Introducing Swift RunOnce
Article Summary
Daniel Roth from Thumbtack's iOS team just solved a problem every Swift developer has faced: ensuring code runs exactly once without the brittle boolean flags that break at scale.
Thumbtack Engineering open-sourced Swift-RunOnce, a thread-safe utility that eliminates an entire category of bugs around one-time code execution. The solution uses Objective-C runtime hacks and Swift's literal expressions to create truly declarative, inline one-time code blocks that can't be invalidated.
Key Takeaways
- Traditional boolean flag approach fails at scale with multiple engineers working in parallel
- Solution uses objc_setAssociatedObject and source code location (#fileId, #line, #column) as unique identifiers
- Thread-safe, reentrant implementation completely hides state from developers
- Enables trailing closure syntax: self.runOnce { /* code here */ }
- Available on GitHub under Apache 2.0 license
Swift-RunOnce replaces a pattern that shouldn't fail with one that can't fail, using runtime hacks to make one-time code both declarative and bulletproof.
About This Article
Thumbtack's iOS team found that the standard 'flag and check' pattern for running code once has real problems. It doesn't separate logic from state well, it breaks easily if someone changes it by accident, and it gets messy when many engineers use it across a large codebase.

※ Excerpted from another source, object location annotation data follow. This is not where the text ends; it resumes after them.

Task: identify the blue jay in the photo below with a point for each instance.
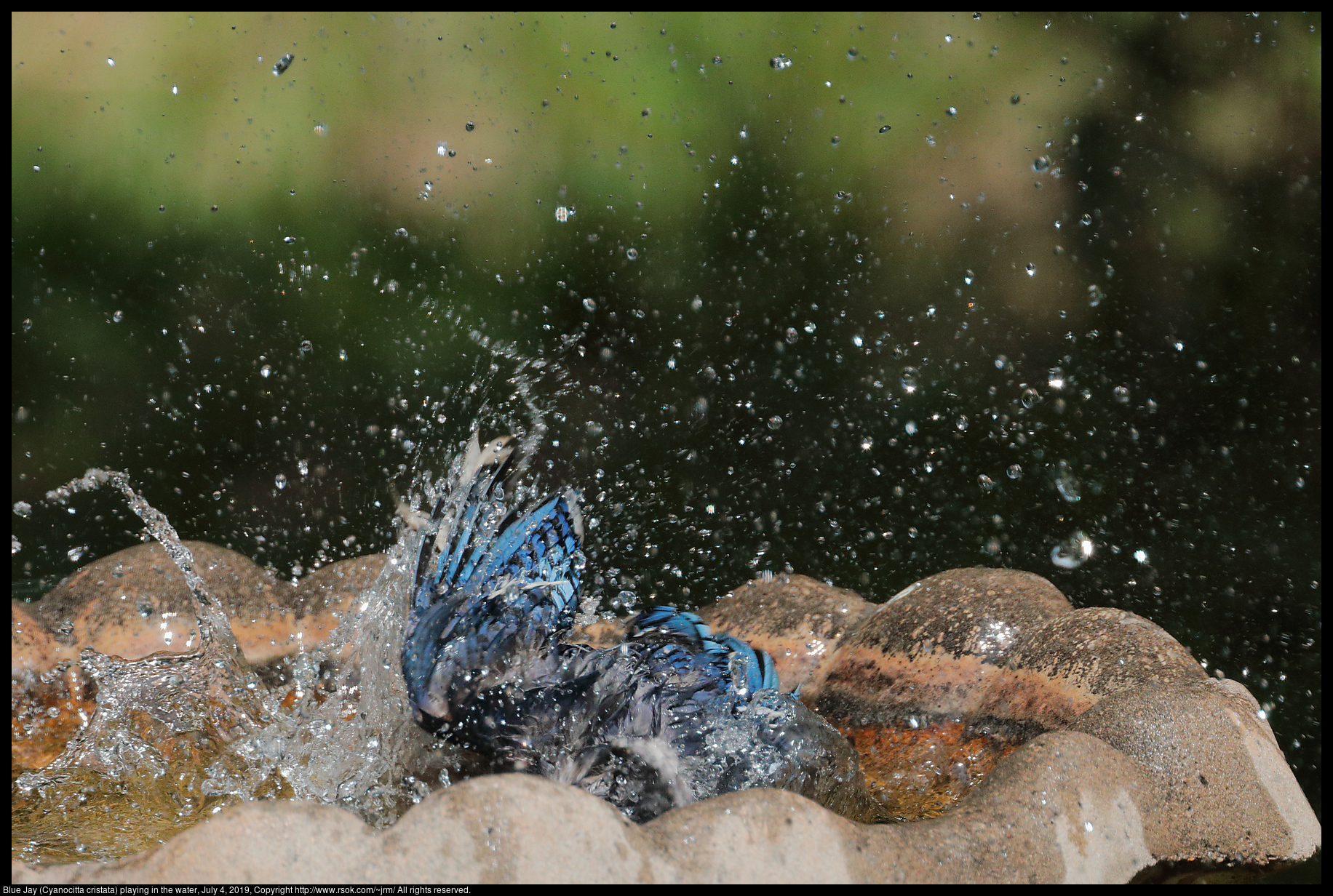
(674, 715)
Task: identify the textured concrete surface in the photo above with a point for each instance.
(1036, 743)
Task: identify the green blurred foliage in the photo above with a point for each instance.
(809, 313)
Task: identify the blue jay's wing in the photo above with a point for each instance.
(493, 591)
(739, 664)
(675, 713)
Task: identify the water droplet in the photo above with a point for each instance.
(1072, 552)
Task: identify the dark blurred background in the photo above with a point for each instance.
(862, 296)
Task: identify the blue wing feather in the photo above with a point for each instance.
(637, 724)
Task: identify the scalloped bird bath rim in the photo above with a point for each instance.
(1022, 739)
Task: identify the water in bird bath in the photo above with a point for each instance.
(1060, 316)
(178, 736)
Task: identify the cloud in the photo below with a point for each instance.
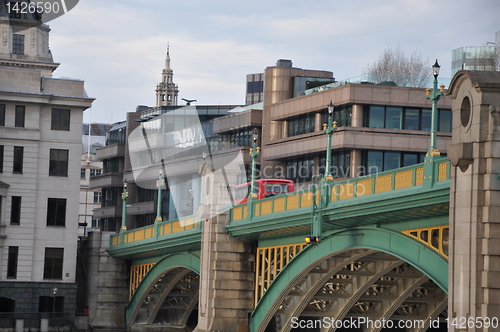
(118, 47)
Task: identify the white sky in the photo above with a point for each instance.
(118, 47)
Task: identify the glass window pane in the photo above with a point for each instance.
(411, 119)
(393, 117)
(426, 119)
(376, 119)
(374, 162)
(391, 160)
(445, 121)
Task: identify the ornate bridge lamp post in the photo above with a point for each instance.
(159, 184)
(254, 152)
(434, 97)
(430, 173)
(329, 129)
(317, 209)
(124, 207)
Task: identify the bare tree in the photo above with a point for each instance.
(395, 66)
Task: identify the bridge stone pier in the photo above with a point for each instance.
(474, 266)
(227, 264)
(419, 243)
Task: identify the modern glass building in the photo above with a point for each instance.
(474, 58)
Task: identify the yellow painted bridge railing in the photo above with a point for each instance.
(400, 178)
(155, 230)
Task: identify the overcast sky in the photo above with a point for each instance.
(118, 47)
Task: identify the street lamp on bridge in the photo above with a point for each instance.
(159, 184)
(329, 129)
(254, 152)
(434, 97)
(124, 207)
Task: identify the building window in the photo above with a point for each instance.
(58, 165)
(111, 195)
(12, 262)
(20, 115)
(14, 9)
(405, 118)
(375, 161)
(241, 138)
(112, 165)
(2, 115)
(60, 119)
(53, 265)
(97, 197)
(108, 224)
(15, 210)
(1, 158)
(341, 114)
(341, 164)
(301, 124)
(18, 160)
(300, 170)
(51, 304)
(56, 212)
(17, 44)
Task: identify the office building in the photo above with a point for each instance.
(40, 150)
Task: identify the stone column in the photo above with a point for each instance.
(474, 263)
(355, 163)
(357, 115)
(107, 286)
(318, 126)
(227, 266)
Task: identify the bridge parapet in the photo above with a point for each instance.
(167, 237)
(413, 189)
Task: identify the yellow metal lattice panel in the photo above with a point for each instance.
(346, 190)
(383, 183)
(238, 213)
(292, 202)
(137, 273)
(279, 204)
(256, 211)
(420, 176)
(306, 199)
(269, 262)
(403, 179)
(436, 237)
(333, 194)
(245, 211)
(364, 187)
(129, 237)
(266, 207)
(176, 227)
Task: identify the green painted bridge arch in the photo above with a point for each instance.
(175, 275)
(371, 272)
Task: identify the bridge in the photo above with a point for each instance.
(383, 253)
(415, 245)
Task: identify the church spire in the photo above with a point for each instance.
(167, 90)
(167, 58)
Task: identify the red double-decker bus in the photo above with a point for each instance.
(265, 188)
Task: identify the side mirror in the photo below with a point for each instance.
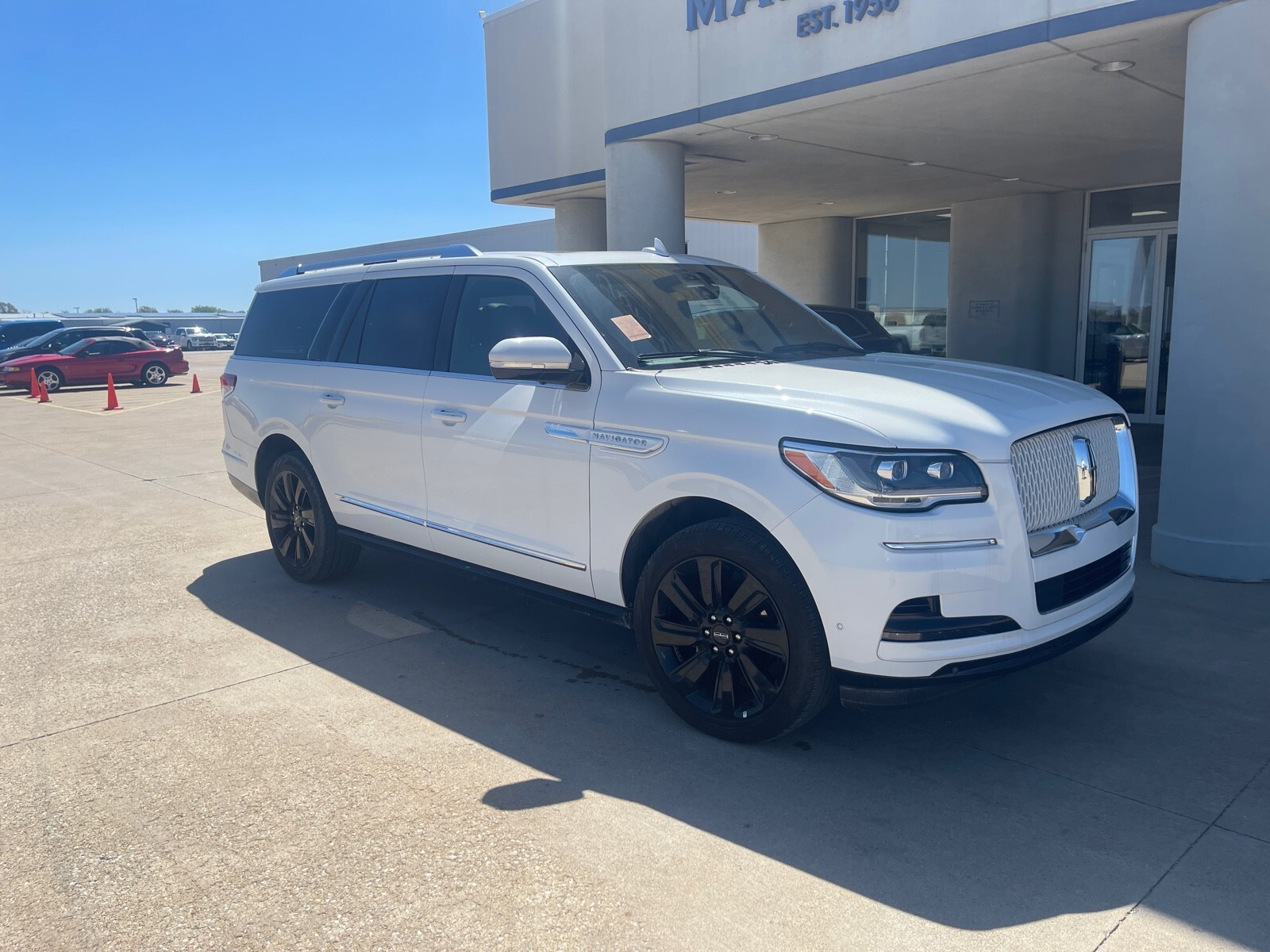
(541, 359)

Daniel Roth's team built a top-level function using Objective-C runtime functions (objc_setAssociatedObject and objc_getAssociatedObject) and Swift source code literals (#fileId, #line, #column). This function tracks execution state with a unique identifier, so developers don't need to manage separate instance variables.
Swift-RunOnce changed one-time code execution from something that 'shouldn't fail' to something that 'can't fail.' It removes an entire class of bugs by keeping state internal and locked away from outside changes. The solution stays thread-safe and handles reentrancy across the application.